Page 94 of Trust Me


Font Size:  

“Fucking tell me!”

Raphael shuffled back to the cot. He took a seat, leaned against the wall, and folded his arms over his chest. “Give me your word you won’t turn me over to the Albanians, and I’ll tell you everything.”

An incredulous laugh rolled up from my chest. I aimed the Glock at his knee. “You have it. Now fucking tell me. Before I make you spill more than words.”

Raphael held his hands up in surrender. “Very well. At ease, Lucifer.”

I lowered my aim, but not my guard.

“Jack told Aiden the truth about our mother’s death during one of their trips to Foxwoods.”

I remembered those times. The earlier generations of Flynns and Brennans had been competitors in Ireland—not enough to be considered rivals, but enough to despise each other all the same. But once the Flynns moved to the US, the tensions between the families eased, and when the Brennans were stateside, my father welcomed them into our home.

“They were drinking, gambling, sharing women, swapping family stories ... all of which were harmless until Jack told Aiden the truth about how Máthair really died.”

On an intellectual level, I’d accepted that our father—not I—was responsible for my mother’s death. But the emotional impact of that realization was still at arm’s length. “Why would Athair tell Jack?”

Raphael shrugged. “I’m not certain—a drunken confession, perhaps? Athair and Jack could drink any Irishman under the table. I don’t know how long Jack knew, or on what trip he told Aiden. All I know is Aiden used the information to blackmail Athair into turning over Jack to Tiernan, and then Tiernan turned around and used the same tactic on me. He told me that if I didn’t take him to Jack’s ex-wife and kid that he’d tell everyone our family secret—that our father had killed our mother. By that point, the lie was as much mine as it was Athair’s.”

“Does anyone else know?”

“I imagine every bloody Brennan knows—but why they told Willa that it was me instead of him? That, I don’t understand. As far as anyone in our syndicate—not that I’m aware of. That was the whole point of creating the lie. Our father had a reputation that others had bought into.” Raphael struck his chest with his fist and deepened his accent. “He had his proud Irish honor to uphold.”

Ignoring his mockery, I heard myself ask, “Was it an accident?”

I was getting farther away from Willa’s abduction and deeper down the rabbit hole of my mother’s death. Her possible murder.

Silence.

“Raphael,” I gritted through clenched teeth.

“I don’t know . . .”

“Then how do you know—”

Raphael’s body hitched. “I saw it, Lucifer. As did you—only you were asleep. Well, sleepwalking. You know what the fuck I mean.”

“What did we—you—see?”

“I can’t speak to how it started ... I can only tell you what I know.” The back of Raphael’s head hit the wall, his gaze landing on the dark ceiling. “I’d come out of our bedroom, searching for you. I found you in the guest wing. We were on our way back to our room when I heard them arguing on the stairs. Máthair was hysterical. She was saying something about Athair’s whore, and how dare she come to our home—how dare she demand money for an abortion ... I heard them scuffling—wrestling—whatever you want to call it. By the time we reached the top of the stairs, Máthair was falling. We both watched her ... well, you know ...”
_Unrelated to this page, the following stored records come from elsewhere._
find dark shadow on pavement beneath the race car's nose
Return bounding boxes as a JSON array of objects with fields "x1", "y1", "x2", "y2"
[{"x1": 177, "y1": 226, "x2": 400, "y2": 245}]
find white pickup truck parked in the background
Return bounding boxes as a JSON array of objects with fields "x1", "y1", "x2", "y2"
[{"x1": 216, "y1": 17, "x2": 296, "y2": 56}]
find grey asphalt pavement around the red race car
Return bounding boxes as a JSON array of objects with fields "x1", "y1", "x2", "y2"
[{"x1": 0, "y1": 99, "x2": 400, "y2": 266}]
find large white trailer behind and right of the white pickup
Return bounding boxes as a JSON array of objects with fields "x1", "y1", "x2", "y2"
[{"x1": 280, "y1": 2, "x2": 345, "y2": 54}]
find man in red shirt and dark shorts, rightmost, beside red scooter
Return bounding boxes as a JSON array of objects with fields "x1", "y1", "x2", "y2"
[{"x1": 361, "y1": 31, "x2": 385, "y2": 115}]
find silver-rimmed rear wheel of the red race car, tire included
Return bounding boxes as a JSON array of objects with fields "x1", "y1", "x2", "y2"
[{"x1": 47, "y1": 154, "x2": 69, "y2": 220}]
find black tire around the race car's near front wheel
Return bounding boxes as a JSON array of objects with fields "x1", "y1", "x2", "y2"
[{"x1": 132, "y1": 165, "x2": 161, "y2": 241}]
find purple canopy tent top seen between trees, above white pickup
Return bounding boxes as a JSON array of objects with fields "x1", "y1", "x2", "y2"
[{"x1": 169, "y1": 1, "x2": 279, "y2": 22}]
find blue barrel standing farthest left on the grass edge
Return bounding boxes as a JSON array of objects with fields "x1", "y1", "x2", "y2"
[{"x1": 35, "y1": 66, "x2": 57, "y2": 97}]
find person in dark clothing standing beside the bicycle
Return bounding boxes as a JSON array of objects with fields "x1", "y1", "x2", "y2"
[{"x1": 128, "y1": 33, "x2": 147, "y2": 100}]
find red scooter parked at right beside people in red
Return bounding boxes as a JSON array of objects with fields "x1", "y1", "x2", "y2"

We watched our mother crash headfirst into the Virgin Mary statue and die.

The memory hit me like a battering ram to the gut.

The image had always seemed more like a nightmare than a distant recollection, but as I listened to Raphael recount the details, my mind began to fill in the blanks.

Athair had stood between us and our mother. If she’d fallen from the top, he could have intercepted her or gone down trying. But he didn’t.

“He blamed you because he was a coward, Lucifer.” Raphael’s voice pulled my gaze up from the white-knuckle grip I had on the gun handle. “He was afraid Niall wouldn’t believe it was an accident, and he’d either kill him or have the old guard unseat him. Athair told me that I was the heir and that no one would respect me if they believed I’d killed our mother—even if it was an accident. He said that everyone was aware of your sleepwalking, and they’d accept that Máthair had slipped and fallen while trying to get you back into bed. He made me believe there was no other choice, and I’ve hated him for it every day since.”

My reeling thoughts stopped dead. His last sentence struck a chord. “What happened between you and Athair when we were ten years old?”

Raphael snorted. “You remember that—aye?”

I wasn’t certain what I remembered. But what I knew was that something had shifted between my brother and father around that time. Raphael became sullen. Withdrawn. Angry. He refused to look our father in the eye unless ordered to do so. The tension between them had only magnified after Raphael became underboss. They treated each other with the forced civility you’d find between business colleagues and never with the compassion you’d expect between father and son. My brother couldn’t even bring himself to visit our father’s bedside after his stroke.

“Emilio and Stefano Lombardi,” Raphael supplied, unable to hide his disdain. “The dumb Italian fucks.”